What had I expected?
The red-brick streets of Ybor peeked through chinks in the armor of the asphalt, marring the sheet of tar. A cold morning had left the handsome streets of the little tourist suburb quiet, the odd rooster or dead leaf my only other friend as I parked farther than was necessary from where I wanted to be, figuring a long walk would clear my mind.

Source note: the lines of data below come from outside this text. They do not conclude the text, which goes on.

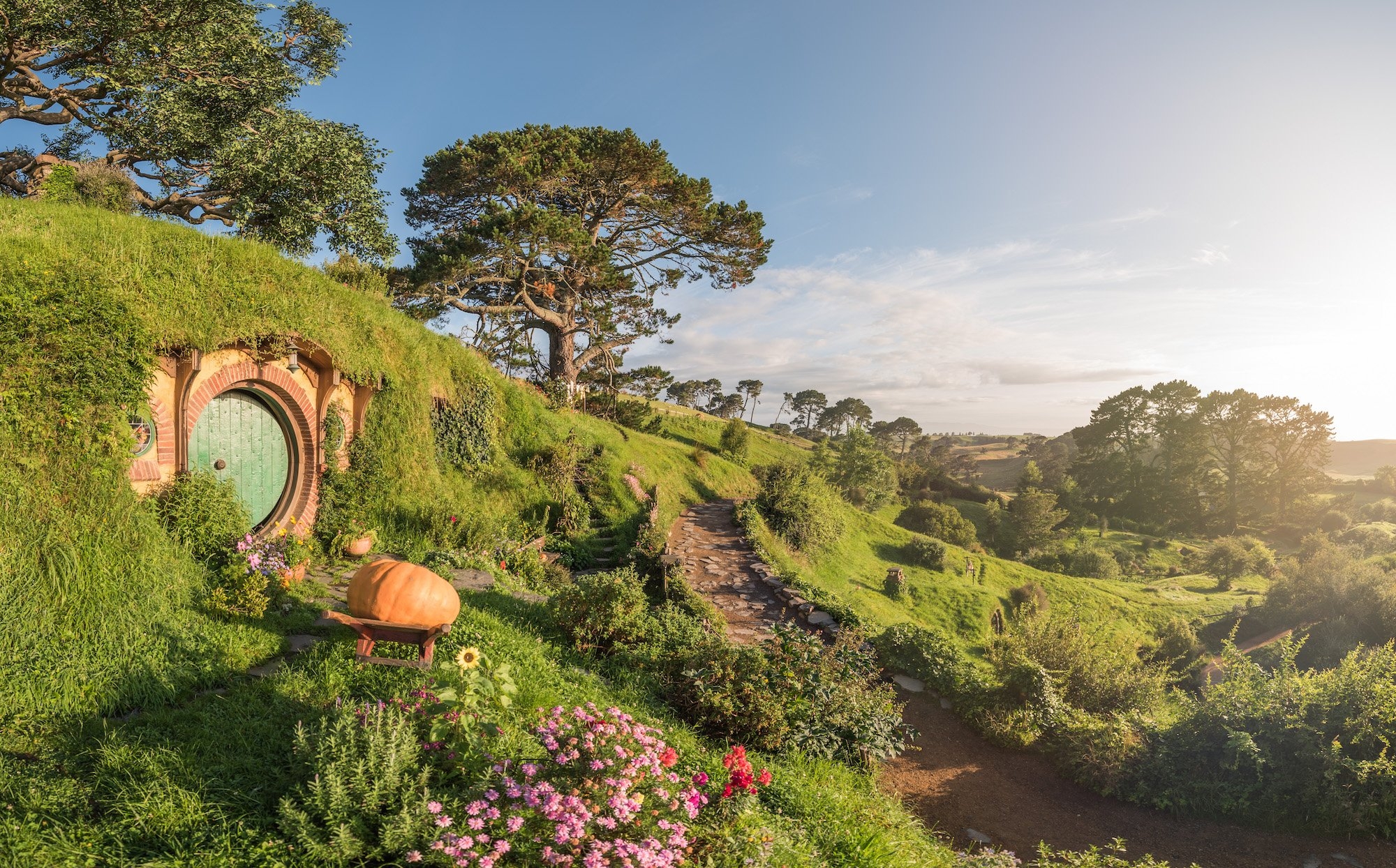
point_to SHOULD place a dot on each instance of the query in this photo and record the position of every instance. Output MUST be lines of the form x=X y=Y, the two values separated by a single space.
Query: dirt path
x=721 y=566
x=1212 y=673
x=971 y=791
x=958 y=784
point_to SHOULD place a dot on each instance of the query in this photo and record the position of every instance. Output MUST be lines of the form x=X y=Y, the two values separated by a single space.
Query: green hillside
x=105 y=615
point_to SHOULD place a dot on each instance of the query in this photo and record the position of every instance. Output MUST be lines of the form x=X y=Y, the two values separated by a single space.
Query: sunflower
x=468 y=658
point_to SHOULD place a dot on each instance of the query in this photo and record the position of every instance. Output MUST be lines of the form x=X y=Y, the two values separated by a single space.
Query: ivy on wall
x=466 y=431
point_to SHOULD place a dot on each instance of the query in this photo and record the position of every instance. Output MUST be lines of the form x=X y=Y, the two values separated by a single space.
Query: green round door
x=242 y=439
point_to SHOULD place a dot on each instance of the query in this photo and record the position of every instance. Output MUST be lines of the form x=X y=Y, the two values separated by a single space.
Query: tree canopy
x=574 y=231
x=191 y=101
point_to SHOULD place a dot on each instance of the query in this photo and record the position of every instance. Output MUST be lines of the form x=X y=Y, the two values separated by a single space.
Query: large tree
x=574 y=231
x=189 y=101
x=750 y=390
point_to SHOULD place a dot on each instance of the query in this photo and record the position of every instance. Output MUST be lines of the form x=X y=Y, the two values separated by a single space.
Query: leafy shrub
x=1373 y=538
x=602 y=609
x=1379 y=511
x=366 y=791
x=801 y=506
x=1264 y=742
x=1092 y=672
x=1092 y=563
x=467 y=429
x=1028 y=598
x=1232 y=558
x=640 y=417
x=929 y=655
x=925 y=552
x=940 y=521
x=203 y=514
x=736 y=442
x=836 y=703
x=239 y=592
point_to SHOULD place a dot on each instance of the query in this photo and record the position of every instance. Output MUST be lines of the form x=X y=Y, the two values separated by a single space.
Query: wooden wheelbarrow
x=372 y=633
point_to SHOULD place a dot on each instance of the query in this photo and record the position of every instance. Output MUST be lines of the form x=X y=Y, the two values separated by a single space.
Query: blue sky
x=986 y=216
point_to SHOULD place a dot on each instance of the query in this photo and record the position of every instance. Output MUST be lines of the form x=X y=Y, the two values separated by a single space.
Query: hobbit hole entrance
x=242 y=436
x=273 y=422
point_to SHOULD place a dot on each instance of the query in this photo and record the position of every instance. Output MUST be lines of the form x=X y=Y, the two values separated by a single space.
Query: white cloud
x=1211 y=256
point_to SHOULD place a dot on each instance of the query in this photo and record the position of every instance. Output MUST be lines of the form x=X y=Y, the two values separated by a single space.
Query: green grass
x=950 y=601
x=104 y=613
x=198 y=784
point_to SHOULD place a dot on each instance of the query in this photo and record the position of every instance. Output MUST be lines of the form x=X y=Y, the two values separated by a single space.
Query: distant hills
x=1359 y=458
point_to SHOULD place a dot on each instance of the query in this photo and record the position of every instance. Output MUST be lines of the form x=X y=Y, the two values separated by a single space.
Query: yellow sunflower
x=468 y=658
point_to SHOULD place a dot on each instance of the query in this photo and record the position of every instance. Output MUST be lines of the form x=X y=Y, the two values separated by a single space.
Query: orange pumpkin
x=403 y=594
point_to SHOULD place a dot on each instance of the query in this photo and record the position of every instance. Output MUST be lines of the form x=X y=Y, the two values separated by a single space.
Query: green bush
x=1092 y=563
x=736 y=442
x=1261 y=743
x=365 y=796
x=1233 y=558
x=939 y=521
x=801 y=506
x=925 y=552
x=604 y=609
x=239 y=592
x=932 y=657
x=837 y=704
x=1092 y=672
x=1028 y=598
x=203 y=514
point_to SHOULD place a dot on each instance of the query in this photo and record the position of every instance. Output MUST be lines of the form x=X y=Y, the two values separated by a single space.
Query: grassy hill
x=129 y=731
x=1360 y=458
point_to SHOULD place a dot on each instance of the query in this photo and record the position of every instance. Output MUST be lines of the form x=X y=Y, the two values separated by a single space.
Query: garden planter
x=292 y=576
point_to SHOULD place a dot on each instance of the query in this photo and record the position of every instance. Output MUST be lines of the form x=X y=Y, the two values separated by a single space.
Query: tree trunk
x=562 y=358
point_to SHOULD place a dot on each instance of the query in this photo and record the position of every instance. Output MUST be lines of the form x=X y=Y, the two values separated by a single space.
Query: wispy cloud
x=1211 y=256
x=1024 y=334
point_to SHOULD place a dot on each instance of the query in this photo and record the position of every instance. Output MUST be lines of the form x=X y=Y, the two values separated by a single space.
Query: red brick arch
x=164 y=432
x=301 y=411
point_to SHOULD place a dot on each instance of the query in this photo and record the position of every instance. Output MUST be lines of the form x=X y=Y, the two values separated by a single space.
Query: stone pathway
x=721 y=566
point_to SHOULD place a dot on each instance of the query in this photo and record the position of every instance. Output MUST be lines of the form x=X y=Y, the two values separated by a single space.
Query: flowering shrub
x=605 y=796
x=464 y=714
x=741 y=777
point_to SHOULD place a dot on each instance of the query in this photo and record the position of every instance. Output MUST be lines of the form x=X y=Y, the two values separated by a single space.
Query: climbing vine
x=466 y=431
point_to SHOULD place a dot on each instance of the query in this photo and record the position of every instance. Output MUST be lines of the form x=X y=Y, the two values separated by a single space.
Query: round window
x=143 y=431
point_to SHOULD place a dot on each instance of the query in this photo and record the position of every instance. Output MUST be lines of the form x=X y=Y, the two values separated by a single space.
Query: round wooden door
x=242 y=439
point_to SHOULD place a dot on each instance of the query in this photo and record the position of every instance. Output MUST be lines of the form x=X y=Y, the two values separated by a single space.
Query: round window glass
x=144 y=433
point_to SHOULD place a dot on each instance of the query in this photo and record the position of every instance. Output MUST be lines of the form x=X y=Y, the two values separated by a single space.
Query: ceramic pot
x=295 y=574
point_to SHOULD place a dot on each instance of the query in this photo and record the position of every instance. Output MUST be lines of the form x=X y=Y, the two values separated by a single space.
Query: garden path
x=971 y=791
x=721 y=566
x=975 y=792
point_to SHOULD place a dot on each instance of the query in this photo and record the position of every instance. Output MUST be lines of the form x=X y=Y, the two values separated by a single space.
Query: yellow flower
x=468 y=658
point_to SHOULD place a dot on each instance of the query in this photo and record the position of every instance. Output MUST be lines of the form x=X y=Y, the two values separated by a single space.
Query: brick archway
x=276 y=383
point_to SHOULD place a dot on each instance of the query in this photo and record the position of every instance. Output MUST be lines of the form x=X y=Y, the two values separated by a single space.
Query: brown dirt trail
x=957 y=782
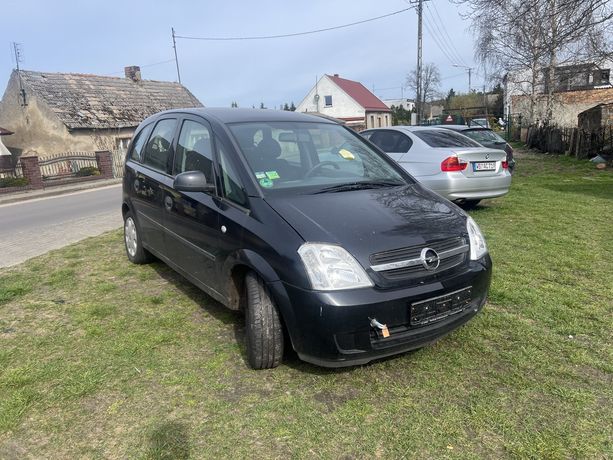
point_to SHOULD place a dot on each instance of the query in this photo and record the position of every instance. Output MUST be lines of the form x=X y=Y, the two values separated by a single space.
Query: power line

When I was a little boy, my Nano had told me over and over again that he really had lain those bricks down with his very own hands, what? 80, 85 years ago? Although the number had grown higher each time he told the tale, a certain pearl of truth seemed to lay somewhere behind. I knew the old man was an inveterate liar but I loved him in spite of it, and missed him, and so something about seeing those little red bricks peeking through sent a flash of warmth through my heart. Maybe it was a sign; his way of smiling down with beatific warmth upon what choice I was making. What I had already decided on. The crystalline blue of the sky seemed to agree. Our choices so often seem to take us further from home, farther away from our familial nests. Why is that? Rounding the corner onto La Septima Avenue, I had thought that the answer was clear, an existential clarion call shouting from within, " Love! Love! Love!" My heart beat in rhythm with my footsteps as I braced myself against the chill, burying my hands in my pockets as the breeze pushed burnt cigarette butts along the gutters. Just thinking of Her...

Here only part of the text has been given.